Speech to Parliament: Clovelly Road Better Block

On 27 October this year I was fortunate to attend the Clovelly Road Better Block. This was an event that was held on the northern boundary of my electorate of Kingsford Smith.

The event involved the redesign of the local community and the redesign of local public space to make it greener, safer and more livable.

The better block program was the idea of Andrew Howard, and it was conceived in New York in the United States. It involves a community coming together to redesign their community to make it a more livable, a greener space and a better place to live.

Since it began a couple of years ago there have been more than 40 better blocks throughout the world.

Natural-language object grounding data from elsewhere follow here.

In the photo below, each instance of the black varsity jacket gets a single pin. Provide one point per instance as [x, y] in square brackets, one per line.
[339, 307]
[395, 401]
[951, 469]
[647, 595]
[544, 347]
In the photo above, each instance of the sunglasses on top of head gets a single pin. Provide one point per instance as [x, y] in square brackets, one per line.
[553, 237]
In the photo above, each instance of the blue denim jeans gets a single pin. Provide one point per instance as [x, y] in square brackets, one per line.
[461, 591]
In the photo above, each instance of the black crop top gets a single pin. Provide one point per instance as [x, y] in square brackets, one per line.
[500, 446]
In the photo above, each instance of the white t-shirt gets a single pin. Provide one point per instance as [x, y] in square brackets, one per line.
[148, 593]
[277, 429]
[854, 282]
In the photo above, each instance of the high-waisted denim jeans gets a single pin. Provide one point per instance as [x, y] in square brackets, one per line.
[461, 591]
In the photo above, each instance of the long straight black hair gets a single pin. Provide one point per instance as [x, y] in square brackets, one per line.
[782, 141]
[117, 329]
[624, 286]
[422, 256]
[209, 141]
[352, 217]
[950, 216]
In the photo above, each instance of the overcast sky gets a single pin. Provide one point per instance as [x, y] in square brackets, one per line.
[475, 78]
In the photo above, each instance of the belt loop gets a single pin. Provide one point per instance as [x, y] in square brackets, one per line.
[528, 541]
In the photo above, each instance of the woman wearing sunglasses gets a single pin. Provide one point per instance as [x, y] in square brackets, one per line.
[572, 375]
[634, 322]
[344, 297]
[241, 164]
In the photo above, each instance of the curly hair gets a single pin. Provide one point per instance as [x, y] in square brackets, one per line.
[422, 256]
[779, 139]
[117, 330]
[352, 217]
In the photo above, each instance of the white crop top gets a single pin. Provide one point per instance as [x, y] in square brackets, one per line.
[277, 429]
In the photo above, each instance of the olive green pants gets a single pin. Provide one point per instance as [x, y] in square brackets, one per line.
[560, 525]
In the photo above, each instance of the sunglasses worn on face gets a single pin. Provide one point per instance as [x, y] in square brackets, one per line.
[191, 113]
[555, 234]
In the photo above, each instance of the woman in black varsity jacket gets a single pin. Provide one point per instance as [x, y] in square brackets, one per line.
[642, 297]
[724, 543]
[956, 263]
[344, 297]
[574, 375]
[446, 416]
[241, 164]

Their goal is a simple one: to encourage locals to reimagine their streets and turn their ideas into something that people can see, touch and feel.

For the event in Kingsford Smith, the community came together and transformed one of the blocks on Clovelly Road, quite a busy thoroughfare in my electorate.

In the lead-up to this, they held meetings where locals, businesses, community organisations and local politicians came together to imagine what the street and block could look like and what they wanted it to look like.

Importantly, they consulted children. They asked children what sort of environment they would like to live in. One of those children was Archie Stubbs. He spoke quite eloquently on the day about the fact that kids simply wanted the cars to drive a little bit slower down their streets so they could ride their bikes safely. That is not too hard. Archie is 13 years old.

When they originated this program, the sidewalk was widened, the speed limit was lowered, the street was green with plants and flowers lining the footpath, outdoor seating was installed and art shows, coffee shops and bookshops popped up along the side of the street. The street came alive. The result was a village-style atmosphere on the fringe of the biggest city in Australia.

The organisers obtained council approval. They attracted about 2,000 visitors. I was fortunate to visit. It was a fun, uplifting experience which showed the true potential of a space normally used solely for getting from A to B.

There were a lot of volunteers involved. I want to thank in particular Phil Stubbs, the organiser from the community who was the brainchild behind this. Phil said about the day:

"Suddenly the street was better. Better for people. For kids. For older people. For families. For dogs. It had art. It had music. It had food on the footpath. It became a more human place."

I would like to thank Clovelly Road Better Block and all the volunteers and supporters for their hard work and efforts.